I've had a few support contract cancellations this week. These were third parties - companies that themselves support the end customer but turn to me for help with Linux and Unix. They want to switch to a "per incident model" because their customers are experiencing difficulties and of course that just flows right along.
That's fine with me. They need to understand that I charge much more per incident, but of course if they can keep the "incidents" low enough, they may actually come out ahead, though they do have to understand that "incidents" outside of support contracts carry low priority in my mind. I lose the comfort of a monthly or yearly check, they lose my rapt attention and alacrity of response. I'm not saying I deliberately delay responding, but those who maintain their contracts come first. After that, "interesting" problems will take priority over boring stuff.
I've also turned down a few people this week. One wanted help with Samba on SCO - just running SCO nowadays is an idea I discourage; running Samba there is just way too much. I told them as much and referred them to the Consultants page if they insist upon pursuing this folly.

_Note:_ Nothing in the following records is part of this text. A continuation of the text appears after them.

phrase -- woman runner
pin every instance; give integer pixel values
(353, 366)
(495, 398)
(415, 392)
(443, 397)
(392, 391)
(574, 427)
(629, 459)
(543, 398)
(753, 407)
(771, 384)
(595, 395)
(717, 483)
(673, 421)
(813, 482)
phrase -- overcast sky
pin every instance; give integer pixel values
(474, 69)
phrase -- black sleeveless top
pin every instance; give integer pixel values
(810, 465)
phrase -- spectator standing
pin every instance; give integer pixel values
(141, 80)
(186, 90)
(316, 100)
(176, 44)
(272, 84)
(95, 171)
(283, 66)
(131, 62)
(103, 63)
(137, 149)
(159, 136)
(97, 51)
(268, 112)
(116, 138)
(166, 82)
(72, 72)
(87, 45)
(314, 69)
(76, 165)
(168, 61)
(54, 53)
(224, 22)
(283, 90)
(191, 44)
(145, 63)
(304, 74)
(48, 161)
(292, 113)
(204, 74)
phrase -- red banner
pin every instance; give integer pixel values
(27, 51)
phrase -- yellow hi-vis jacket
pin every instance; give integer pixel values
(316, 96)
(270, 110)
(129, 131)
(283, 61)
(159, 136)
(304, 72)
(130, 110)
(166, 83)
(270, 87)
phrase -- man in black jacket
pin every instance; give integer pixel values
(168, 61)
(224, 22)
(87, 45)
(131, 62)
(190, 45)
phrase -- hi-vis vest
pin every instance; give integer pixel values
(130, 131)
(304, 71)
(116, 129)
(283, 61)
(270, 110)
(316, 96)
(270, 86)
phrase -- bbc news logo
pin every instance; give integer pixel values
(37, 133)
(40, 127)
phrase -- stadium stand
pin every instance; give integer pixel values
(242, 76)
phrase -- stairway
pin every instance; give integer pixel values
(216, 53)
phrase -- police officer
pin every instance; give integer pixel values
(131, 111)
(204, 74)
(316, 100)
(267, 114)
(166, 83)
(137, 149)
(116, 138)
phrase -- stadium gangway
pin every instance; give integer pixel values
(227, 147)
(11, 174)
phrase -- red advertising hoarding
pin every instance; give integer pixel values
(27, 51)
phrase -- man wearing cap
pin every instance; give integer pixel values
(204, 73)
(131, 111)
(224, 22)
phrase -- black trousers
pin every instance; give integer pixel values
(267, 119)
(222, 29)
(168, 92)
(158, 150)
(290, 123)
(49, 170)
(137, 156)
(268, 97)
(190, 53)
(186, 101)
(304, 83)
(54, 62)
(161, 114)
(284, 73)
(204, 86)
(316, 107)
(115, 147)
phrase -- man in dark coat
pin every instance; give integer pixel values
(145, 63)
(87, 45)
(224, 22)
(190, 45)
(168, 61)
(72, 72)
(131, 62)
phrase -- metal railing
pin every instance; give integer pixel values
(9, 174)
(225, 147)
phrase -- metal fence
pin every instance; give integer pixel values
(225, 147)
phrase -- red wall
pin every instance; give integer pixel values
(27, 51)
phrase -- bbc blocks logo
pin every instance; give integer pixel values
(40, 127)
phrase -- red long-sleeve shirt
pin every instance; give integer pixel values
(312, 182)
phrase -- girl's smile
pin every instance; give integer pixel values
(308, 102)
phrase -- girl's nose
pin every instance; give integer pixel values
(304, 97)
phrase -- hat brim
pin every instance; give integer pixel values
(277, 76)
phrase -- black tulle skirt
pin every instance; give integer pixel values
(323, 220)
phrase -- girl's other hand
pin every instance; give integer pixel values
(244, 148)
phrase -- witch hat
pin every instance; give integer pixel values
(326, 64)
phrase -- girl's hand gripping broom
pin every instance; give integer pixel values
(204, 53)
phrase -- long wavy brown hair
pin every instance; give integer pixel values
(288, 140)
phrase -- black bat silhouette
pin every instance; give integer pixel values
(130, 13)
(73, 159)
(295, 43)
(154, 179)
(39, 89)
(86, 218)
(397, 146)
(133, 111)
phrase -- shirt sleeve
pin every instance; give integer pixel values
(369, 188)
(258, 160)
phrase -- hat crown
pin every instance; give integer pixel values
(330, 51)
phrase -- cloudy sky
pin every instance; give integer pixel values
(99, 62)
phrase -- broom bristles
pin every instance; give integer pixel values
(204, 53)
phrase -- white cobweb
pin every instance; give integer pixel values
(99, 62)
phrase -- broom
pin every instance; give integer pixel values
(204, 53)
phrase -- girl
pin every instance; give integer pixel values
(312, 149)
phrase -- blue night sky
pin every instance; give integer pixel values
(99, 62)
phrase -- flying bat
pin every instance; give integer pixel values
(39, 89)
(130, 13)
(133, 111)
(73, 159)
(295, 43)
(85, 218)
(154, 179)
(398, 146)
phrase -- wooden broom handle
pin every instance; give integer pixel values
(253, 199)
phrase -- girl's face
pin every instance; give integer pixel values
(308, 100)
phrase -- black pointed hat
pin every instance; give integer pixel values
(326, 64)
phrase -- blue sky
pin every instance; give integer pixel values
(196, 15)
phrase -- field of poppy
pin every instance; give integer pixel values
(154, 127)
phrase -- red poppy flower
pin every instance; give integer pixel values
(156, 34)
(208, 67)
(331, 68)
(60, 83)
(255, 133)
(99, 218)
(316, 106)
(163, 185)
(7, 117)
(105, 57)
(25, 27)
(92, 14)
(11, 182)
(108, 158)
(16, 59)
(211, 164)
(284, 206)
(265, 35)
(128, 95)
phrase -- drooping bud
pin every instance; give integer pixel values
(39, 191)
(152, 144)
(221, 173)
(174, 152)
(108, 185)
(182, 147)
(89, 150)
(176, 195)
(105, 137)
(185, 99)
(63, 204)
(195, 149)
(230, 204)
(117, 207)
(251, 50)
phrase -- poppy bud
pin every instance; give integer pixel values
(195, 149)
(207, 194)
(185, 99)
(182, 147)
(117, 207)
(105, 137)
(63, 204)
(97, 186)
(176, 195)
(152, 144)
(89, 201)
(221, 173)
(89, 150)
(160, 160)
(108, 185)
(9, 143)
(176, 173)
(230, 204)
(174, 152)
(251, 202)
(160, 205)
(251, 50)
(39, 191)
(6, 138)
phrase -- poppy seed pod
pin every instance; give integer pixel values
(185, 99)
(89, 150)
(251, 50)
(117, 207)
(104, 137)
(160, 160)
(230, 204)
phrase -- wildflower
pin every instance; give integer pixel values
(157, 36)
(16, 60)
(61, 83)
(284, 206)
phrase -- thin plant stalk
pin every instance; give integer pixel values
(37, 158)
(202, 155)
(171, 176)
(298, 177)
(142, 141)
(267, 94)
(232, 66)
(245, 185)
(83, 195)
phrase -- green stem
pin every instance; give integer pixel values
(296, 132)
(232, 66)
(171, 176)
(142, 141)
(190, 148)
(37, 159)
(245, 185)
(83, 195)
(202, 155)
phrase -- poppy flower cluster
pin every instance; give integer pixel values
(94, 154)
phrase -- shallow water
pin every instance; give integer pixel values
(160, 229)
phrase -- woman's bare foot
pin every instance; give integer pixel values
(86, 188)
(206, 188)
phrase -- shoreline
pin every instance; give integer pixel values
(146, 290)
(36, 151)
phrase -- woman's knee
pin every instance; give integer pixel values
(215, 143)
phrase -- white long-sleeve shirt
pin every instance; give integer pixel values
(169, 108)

Another wanted to dicker price. Now certainly I'm in the same boat as everyone else - business is off and I'm willing to be creative on costs. But I need something offered in return. For example, my minimum charge for telephone support is $100.00. If you want that for less, there will have to be something in it for me - something like paying for three incidents in advance or agreeing that I'll schedule the call at my utmost convenience or that at the end of fifteen minutes we are done, problem solved or not. Without something coming back to me, I'm sticking at $100.00 minimum. Otherwise, feel free to browse that Consultants List for someone who might be less stubborn than I am.
Business is tough right now. I have a neighbor here forced to sell their home because they just aren't bringing in enough to pay expenses. I don't know where they are going - rents aren't cheap anywhere except in places I can't imagine them wanting to live, but apparently they feel they have to leave. I'm just squeaking by myself, but lowering rates isn't going to help that - in fact, I may raise rates for some services. There's the matter of SCO going into bankruptcy - why should I offer low rates for SCO support when it's plain that the customer should be moving off that platform as quickly as possible? I'm seriously thinking about bumping up my "per incident" charges for anything SCO related for just that reason.
So for those seeking to cut costs, yeah, I get it: times are tough all over. I feel I already offer extremely good value with my monthly and yearly support plans but if that's too much, well, it's too much. No hard feelings: we all have to do what we have to do, right?